A Sower went out to sow…

Fr Alec
Sunday, July 16, 2017 - 9:30am

‘See these Christians! How they love one another!’


wrote Tertullian, a defender of Christianity in the 2nd Century. They are the imagined words of a pagan looking on with wonderment at the life of the Church. Of an outsider looking in and seeing within the Christian community a vision of how the whole world could be when it is transformed by the abundant life of Christ.


Likewise, if ever you pick up a copy of Bede’s Ecclesiastical History of the English People, in which he writes about the conversion of the pagan English by St Augustine of Canterbury, and his group of missionaries sent from Rome by Pope Gregory, it is striking how he describes the process. It was not, it seems, about educating the ignorant, or drawing attention to the material or moral benefits of life with Christ. It was about example: People looking on with curiosity and interest at lives lived in a different way – peacefully, compassionately, generously, sacrificially.


As we turn our thoughts today to the Parable of the Sower, it is worth bearing these things in mind, because it is possible to read this parable as an allegory of our mission to the world, in which we are the sowers, casting the word of God liberally this way and that, in search of fertile ground in which it will take root and flourish. This is quite a comforting interpretation, because it casts us as the givers, as people who are carrying a big bag of Truth out into the world and spreading it around for all to share.


However, I suspect that there is another possible way of reading it. And this is to understand God as the sower, and ourselves as the earth onto which the seed is sown. This is a little more challenging, because it means admitting that we are not the ones in charge. We are the receivers of God’s word. And that, moreover, we have needs, and weaknesses, and shortcomings that interfere with our ability to bear fruit.


And I suspect we can recognise from our own experience the truth of the parable. We know that we are not perfect. That there is much that we don’t understand. That there are all kinds of temptations and distractions that get in the way. That we don’t always make the time and space for the gospel to really take root in our lives.


But the good news, it seems to me, is that we do not face these challenges alone. The church is one body, with different limbs, each of which has different gifts and talents.


On our own, for example, it is tremendously easy to become confused and discouraged by the life of faith – to face questions that don’t seem to have an answer, or problems that don’t seem to have a solution, and lose heart. But from others, from those around us, and those that have gone before us, we can find encouragement, and wisdom and inspiration to help us fend off the hungry birds of disillusionment along the path.

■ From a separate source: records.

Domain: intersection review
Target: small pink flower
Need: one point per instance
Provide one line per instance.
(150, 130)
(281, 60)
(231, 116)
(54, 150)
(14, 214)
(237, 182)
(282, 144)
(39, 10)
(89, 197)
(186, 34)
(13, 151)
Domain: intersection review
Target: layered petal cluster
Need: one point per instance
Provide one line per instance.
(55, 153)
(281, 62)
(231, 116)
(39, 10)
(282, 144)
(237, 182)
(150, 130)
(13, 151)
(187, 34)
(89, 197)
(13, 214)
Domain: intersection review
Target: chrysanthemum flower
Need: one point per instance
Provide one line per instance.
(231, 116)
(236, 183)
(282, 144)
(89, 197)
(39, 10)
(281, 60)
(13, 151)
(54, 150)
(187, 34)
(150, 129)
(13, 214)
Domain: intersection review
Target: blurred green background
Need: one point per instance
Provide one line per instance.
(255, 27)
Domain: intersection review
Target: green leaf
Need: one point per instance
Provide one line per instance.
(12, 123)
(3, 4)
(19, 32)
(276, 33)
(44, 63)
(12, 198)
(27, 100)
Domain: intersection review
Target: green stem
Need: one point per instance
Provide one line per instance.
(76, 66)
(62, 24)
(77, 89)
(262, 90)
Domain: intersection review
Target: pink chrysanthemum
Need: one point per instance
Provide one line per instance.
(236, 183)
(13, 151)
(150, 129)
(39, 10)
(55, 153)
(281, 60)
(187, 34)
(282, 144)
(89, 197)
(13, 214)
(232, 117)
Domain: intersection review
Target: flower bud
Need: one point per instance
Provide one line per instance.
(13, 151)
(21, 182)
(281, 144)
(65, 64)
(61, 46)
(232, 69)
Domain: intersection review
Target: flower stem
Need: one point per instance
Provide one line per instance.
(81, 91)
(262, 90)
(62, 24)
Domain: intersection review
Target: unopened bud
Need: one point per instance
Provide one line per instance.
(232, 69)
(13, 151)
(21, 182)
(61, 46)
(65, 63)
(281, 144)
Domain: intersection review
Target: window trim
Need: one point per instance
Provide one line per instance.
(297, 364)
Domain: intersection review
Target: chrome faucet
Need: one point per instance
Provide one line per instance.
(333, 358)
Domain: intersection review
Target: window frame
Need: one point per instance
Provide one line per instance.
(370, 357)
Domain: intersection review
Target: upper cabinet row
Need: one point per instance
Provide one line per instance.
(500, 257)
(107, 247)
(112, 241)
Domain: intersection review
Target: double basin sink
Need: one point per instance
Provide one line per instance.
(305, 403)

Likewise, the ‘cares of the world’ and the ‘lure of wealth’ sound rather melodramatic, don’t they, when Jesus is talking about the choking weeds that overwhelm the young roots? It might help to reframe this in our own minds as the sorrows and pains and griefs we carry with us, or the insatiable demands of work, or the pile of unpaid bills. These are the kinds of things that are sometimes too much to cope with on our own. We can lose confidence in our faith, or lose focus on what really matters to us. We can find ourselves hiding down mental rabbit-holes, or distracting ourselves with all kinds of ephemeral nonsense. It is the others around us, our companions on the journey, who can keep us from falling, and carry us along with them as our companions in Christ.


I think we can connect this too with the rocky ground where the seed can’t take root. When we accept the life of faith purely on our own terms, it can leave us wide open to having our sense of conviction eroded by the relentless carping and criticism and misrepresentation that we hear around us. It’s only when we prayerfully share our faith with each other, when we test it and discuss it and digest it that we can begin to break up the ground and allow the seed to take root.


In other words, we need one another. It is as a family, a communion of saints, that we exist together as the Church. We depend upon one another for strength and comfort and support; for encouragement, example and prayer. It is for this reason that, when we come together, we come together in communion, as one body in Christ, being fed together, and bearing one another’s burdens. As we offer our gifts, we offer to God the fruit that we bear by His grace in lives dedicated to his service. As we kneel together at the Eucharist we are united together in Christ, and together, infinitely greater than the sum of our parts, we constitute a fertile ground in which the Word made Flesh can thrive, and make itself available to a hungry, lost and distracted world.